Zoom Meeting SDK for Linux V5.16.10

I am accessing raw audio and video streams using StartRawRecording() and receiving the raw data frames as well. I have a couple of questions regarding the mapping of Audio and Video data.

  1. Does Zoom provide a complete recording of all the users in the meeting? (Using Local Recording? )
  2. If not, Can we map the raw audio and video streams that we are getting from the SDK?

@striver.strikes could you elaborate what you meant by “Complete recording”?

By complete recording, I mean audio and video recordings of all the participants in the meeting.
Just like in raw recording where we get the video and audio streams for all the participants, I want to access the recordings of all the participants after the meeting has ended without managing the individual user streams.

@striver.strikes ,

For Audio, you can choose to either get the

  • mixed channel (everyone speaking), or
  • individual channel (each user’s audio).

For Video, you can only get

  • individual channel (each user’s video)

In summary for audio, you can just get mixed channel, but for video, you will need to get every user’s video one by one.

For

Individual Audio

  • There is a userID associated with individual channel

Individual Video

  • You will need to subscribe to the user’s video by userID

I am getting individual streams for both audio and video for each user. The issue I face is mapping audio and video on my end. The timestamps for both renderers might vary. For example: My camera might be ON but the mic is OFF so I’m getting the video stream but not the audio stream and vice versa.
Preparing a final video for each user becomes difficult when this happens.
So my question to you is:

  1. How can we map audio stream + video stream for each user such that they fit in perfectly (A final MP4 should be generated at the end where audio sits over video and if the screen is OFF we get a black screen)
  2. Again, does Zoom provide a recording of all participants post-meeting, is there a way to do so?

@striver.strikes

  1. How can we map audio stream + video stream for each user such that they fit in perfectly (A final MP4 should be generated at the end where audio sits over video and if the screen is OFF we get a black screen)

I would propose using some libraries such as FFMPEG which would by default use black frames when there is no raw video received. The same goes for the audio track in the same MP4 file which FFMPEG will output. When there is no raw audio received, there will be silence.

  1. Again, does Zoom provide a recording of all participants post-meeting, is there a way
    to do so?

Without using raw stream, you can use the Video SDK Cloud Recording feature.

@striver.strikes, we use the Linux SDK extensively to power our meeting bots, and this is something we’ve encountered before.

It is pretty complicated to stitch together a composite video from the separate video and audio streams provided by the SDK. @chunsiong.zoom is correct that you can use a library such as FFMPEG to produce a composite video. The high level approach for video would be to:

  1. Keep track of when each participant’s stream starts and stops.
  2. Use a library such as FFMPEG to pad each individual stream to be the length of the full meeting
  3. Use a library such as FFMPEG to composite the individual streams into a combined view showing everyone’s video, and screen share if enabled.

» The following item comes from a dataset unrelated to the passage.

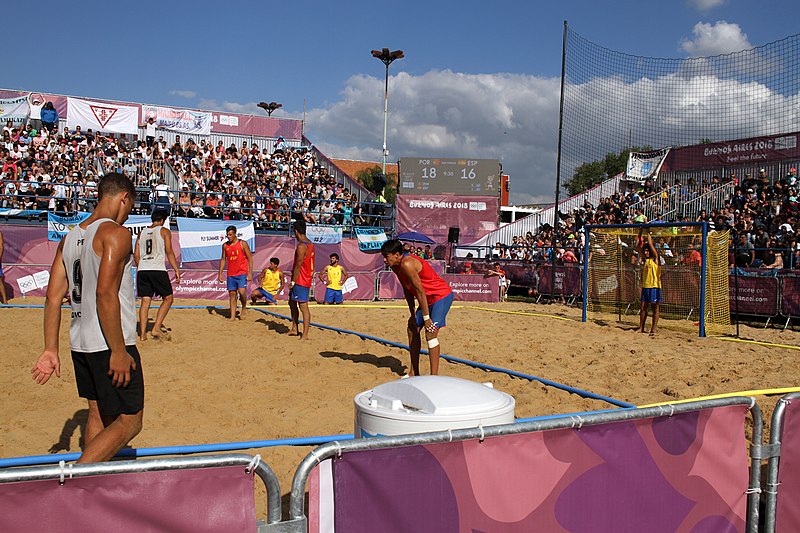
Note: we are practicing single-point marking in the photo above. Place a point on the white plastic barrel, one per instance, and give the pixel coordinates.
(429, 403)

For audio, the approach would be similar:

  1. You’d need to keep track of when each person’s audio stream started or stopped
  2. Pad the audio streams to be the same length as the full meeting, which aligns them with the video
  3. Either mix together the separate audio streams into a single audio stream to put into an MP4, or if you’re looking to analyze the audio (e.g. transcription), you can analyze each speaker separately for increased accuracy.

If you want to get a recording of all participants without all this processing, you have 2 options

Option 1

Ask your users to record to the cloud on Zoom, then pull the recording from their Zoom cloud storage using the Zoom cloud API.

Option 2

Use Recall.ai . It’s an API for meeting bots to get the raw audio/video from meetings + output video/audio without you needing to spend months to build, scale and maintain these bots.

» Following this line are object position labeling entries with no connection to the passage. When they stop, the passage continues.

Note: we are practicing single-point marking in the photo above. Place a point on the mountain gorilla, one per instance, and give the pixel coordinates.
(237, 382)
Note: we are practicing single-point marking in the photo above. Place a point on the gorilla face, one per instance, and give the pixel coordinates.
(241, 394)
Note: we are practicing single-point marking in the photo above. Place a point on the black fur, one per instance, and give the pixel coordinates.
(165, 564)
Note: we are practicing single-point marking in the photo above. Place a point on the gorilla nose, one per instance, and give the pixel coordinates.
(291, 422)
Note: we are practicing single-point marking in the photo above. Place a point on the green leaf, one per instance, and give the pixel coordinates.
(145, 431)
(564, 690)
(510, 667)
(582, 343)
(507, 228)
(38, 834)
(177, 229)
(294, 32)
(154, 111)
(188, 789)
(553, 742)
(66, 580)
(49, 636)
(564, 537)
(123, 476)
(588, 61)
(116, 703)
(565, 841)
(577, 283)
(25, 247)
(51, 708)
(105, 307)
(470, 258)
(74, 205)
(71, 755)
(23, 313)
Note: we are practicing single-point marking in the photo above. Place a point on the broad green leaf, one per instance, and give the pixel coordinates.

Let me know if you have any questions!

I would propose using some libraries such as FFMPEG which would by default use black frames when there is no raw video received. The same goes for the audio track in the same MP4 file which FFMPEG will output. When there is no raw audio received, there will be silence.

FFMPEG library requires some info for processing data(raw audio and raw video) like bit rate, frame rate, etc

Do you know how can we convert char* data that we receive OnDataReceived fn to mp3 and mp4 formats using ffmpeg library

@nandakishor2010608 the format is 16bit PCM, mono channel, 32000hz sample.

The use of ffmpeg is beyond the support scope of this forum.

What is the format of video raw data and what is the difference between YUVRawDataI420->GetBuffer() and YUVRawDataI420->GetYBuffer(),u and v

is buffer same as ybuffer+ubuffer+vbuffer
?

Yes @nandakishor2010608 , you’re absolutely correct.

GetBuffer() just gets the ybuffer, ubuffer, and vbuffer concatenated together.

GetYBuffer(), GetUBuffer(), and GetVBuffer() provides the corresponding buffers individually.

Let me know if there’s anything else I can do to help!